O vice-presidente da República veio a público lançar a idéia de que as eleições devem deixar de ser proporcionais, sem nem citar a palavra "proporcional" visto que os eleitores não fazem muita idéia do que signifique na lei eleitoral brasileira. Para que os eleitores entendessem o voto proporcional, teriam que votar no partido, ou na coligação, ou na lista de candidatos, e não em candidato por candidato, não em pessoas, como hoje. Isso porque o voto proporcional tem essa lógica - Minas tem hoje 53 deputados federais, então, se uma coligação chega a 1 / 53 dos votos, pouco menos que 2%, dos votos válidos, essa coligação faz um deputado, se chega a 5 / 53 dos votos válidos, elege 5 deputados. Quais 5 ? Os 5 mais votados da coligação! Mas os eleitores não sabem de nada disso, e não votam por coligação, ou pior, votam nas coligações sem saberem disso, achando que estão votando somente no candidato.
Quando Michel Temer vem a público pedir que os votos sejam para os candidatos, e que sejam eleitos os candidatos mais votados nominalmente, a despeito das coligações, de fato está pedindo o fim das eleições proporcionais. Naturalmente, vem junto a demanda da eleição distrital, que é a única forma razoável de se colocar em prática o fim do voto proporcional. Minas Gerais seria dividida para fins eleitorais, por exemplo, em 53 distritos, cada um elegendo um deputado.
Como a mesma reforma já foi feita em diversos países o resultado é indiscutível - o poder financeiro se tornará ainda mais sufocante, os parlamentos ficarão ainda mais conservadores, para não dizer reacionários e autoritários. Basta pensar nas eleições de prefeitos, em como é dominante o poder financeiro, pois os distritos, de forem de 1 deputado cada, deverão englobar em média 10 municípios, dado que são 5 mil e tantos municípios para 500 e tantos deputados. Ou seja, serão campanhas tão caras quanto as de dez prefeituras ou mais no interior, e nas capitais tão caras quanto uma eleição de prefeito.

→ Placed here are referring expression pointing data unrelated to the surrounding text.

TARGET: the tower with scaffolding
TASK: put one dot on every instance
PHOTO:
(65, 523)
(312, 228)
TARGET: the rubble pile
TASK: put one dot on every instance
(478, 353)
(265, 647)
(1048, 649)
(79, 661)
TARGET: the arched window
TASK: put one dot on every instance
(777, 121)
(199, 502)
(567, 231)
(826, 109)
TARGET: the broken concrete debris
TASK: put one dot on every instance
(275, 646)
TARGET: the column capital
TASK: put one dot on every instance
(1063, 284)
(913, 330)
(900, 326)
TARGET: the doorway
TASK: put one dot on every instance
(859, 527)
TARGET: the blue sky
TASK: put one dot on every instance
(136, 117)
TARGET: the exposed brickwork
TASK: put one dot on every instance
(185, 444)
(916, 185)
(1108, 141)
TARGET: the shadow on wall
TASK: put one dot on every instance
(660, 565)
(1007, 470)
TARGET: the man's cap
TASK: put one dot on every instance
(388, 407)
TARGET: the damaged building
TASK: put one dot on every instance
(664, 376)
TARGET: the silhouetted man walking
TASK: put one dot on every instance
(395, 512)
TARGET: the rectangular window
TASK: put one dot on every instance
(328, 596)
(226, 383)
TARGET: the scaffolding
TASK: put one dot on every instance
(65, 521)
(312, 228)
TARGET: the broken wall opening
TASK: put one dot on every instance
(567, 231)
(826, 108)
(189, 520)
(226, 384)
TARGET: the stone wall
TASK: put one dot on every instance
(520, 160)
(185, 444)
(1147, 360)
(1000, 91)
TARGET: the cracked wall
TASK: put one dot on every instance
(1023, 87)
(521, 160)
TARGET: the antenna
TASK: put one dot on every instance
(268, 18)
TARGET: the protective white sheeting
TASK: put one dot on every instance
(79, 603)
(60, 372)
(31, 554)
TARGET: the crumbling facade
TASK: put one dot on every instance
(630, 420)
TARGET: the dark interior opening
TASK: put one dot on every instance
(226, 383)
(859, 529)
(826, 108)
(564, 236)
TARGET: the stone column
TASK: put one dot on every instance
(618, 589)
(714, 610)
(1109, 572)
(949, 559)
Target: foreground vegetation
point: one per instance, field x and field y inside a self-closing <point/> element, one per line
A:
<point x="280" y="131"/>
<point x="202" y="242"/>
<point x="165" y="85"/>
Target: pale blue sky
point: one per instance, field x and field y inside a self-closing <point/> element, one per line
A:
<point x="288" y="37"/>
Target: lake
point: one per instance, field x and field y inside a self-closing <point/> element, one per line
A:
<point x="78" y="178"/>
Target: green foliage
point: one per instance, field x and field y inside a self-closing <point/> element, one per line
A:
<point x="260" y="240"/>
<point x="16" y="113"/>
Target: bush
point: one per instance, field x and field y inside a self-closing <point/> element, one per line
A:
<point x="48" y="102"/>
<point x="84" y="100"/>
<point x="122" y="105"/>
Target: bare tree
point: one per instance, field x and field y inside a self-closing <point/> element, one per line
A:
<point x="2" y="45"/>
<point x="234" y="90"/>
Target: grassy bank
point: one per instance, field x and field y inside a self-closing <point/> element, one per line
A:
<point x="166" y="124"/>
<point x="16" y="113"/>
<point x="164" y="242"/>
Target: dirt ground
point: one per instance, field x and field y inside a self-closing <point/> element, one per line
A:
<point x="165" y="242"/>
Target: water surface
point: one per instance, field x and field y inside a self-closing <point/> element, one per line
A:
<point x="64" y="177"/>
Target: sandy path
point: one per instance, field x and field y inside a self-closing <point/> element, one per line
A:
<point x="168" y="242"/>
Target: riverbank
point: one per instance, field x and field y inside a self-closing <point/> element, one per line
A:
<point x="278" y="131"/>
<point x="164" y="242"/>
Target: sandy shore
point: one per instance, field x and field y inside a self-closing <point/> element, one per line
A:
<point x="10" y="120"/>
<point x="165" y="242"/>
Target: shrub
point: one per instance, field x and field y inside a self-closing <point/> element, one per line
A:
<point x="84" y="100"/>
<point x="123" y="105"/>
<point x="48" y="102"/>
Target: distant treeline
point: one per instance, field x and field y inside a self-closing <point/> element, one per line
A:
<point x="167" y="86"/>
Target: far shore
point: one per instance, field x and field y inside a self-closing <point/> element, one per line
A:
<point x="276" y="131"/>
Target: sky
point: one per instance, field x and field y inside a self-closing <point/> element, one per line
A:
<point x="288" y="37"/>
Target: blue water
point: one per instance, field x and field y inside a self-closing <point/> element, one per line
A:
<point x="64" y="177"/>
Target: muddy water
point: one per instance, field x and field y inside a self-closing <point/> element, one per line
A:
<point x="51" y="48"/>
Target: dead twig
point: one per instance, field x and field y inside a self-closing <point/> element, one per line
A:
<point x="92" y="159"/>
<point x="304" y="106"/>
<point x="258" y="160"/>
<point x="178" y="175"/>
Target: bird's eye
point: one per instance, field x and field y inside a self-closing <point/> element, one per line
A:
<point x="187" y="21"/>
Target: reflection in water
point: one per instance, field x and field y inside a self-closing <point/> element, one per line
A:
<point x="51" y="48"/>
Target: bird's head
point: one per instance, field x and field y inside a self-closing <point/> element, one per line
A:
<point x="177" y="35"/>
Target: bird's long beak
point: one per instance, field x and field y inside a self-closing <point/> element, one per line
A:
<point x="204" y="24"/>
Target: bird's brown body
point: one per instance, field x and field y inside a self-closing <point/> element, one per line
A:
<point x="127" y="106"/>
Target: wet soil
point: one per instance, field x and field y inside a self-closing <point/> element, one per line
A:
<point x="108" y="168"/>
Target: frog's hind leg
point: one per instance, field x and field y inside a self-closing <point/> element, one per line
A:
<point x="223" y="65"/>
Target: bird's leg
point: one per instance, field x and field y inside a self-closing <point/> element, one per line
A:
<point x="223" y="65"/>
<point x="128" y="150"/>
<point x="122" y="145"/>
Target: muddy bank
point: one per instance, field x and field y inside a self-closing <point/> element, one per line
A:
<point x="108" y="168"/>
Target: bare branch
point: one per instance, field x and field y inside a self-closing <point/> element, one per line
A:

Contudo, como o povo compreenderá melhor o mecanismo eleitoral, e está ávido por reformas políticas, apoiará essas mudanças com grande esperança. Então, apesar de ser uma reforma política de direita (feita pelo PT), e apesar de termos portanto a obrigação de denunciá-la, teremos também que aproveitá-la da melhor maneira possível. Será natural, por exemplo, que beneficiemos a relação direta entre deputado e eleitorado, que faz parte do espírito do voto distrital. Também poderemos, explorando esse vínculo, defender o maior controle público sobre os mandatos. Em outras palavras, não teremos que nos apegar à defesa do voto proporcional, que aliás também não nos tem sido nada amigável, pois poderemos defender coisas mais avançadas.
Para adoçar, junto com o voto distrital, acena-se com o financiamento público das campanhas, que em todo o mundo capitalista é somente um engôdo, pois não proíbe o financiamento privado, e com uma grande aspiração popular - o voto facultativo! A esquerda brasileira, paternalista (porque mais cristã que marxista) e sempre ultra-inocente, defende o financiamento público como se fosse coisa séria mas é a favor do voto obrigatório, sob a alegação pedagogicamente autoritária de que ele é politizante. Creio que os eleitores que votam no Partido Comunista não diminuirão com o voto facultativo, e que os votos despolitizados sim, diminuirão, em bem da sociedade. Mas sobre o financiamento público, é quase certo que será feito de forma a não nos beneficiar.
Alex Lombello Amaral é historiador e membro do comitê regional do PCB em Minas Gerais.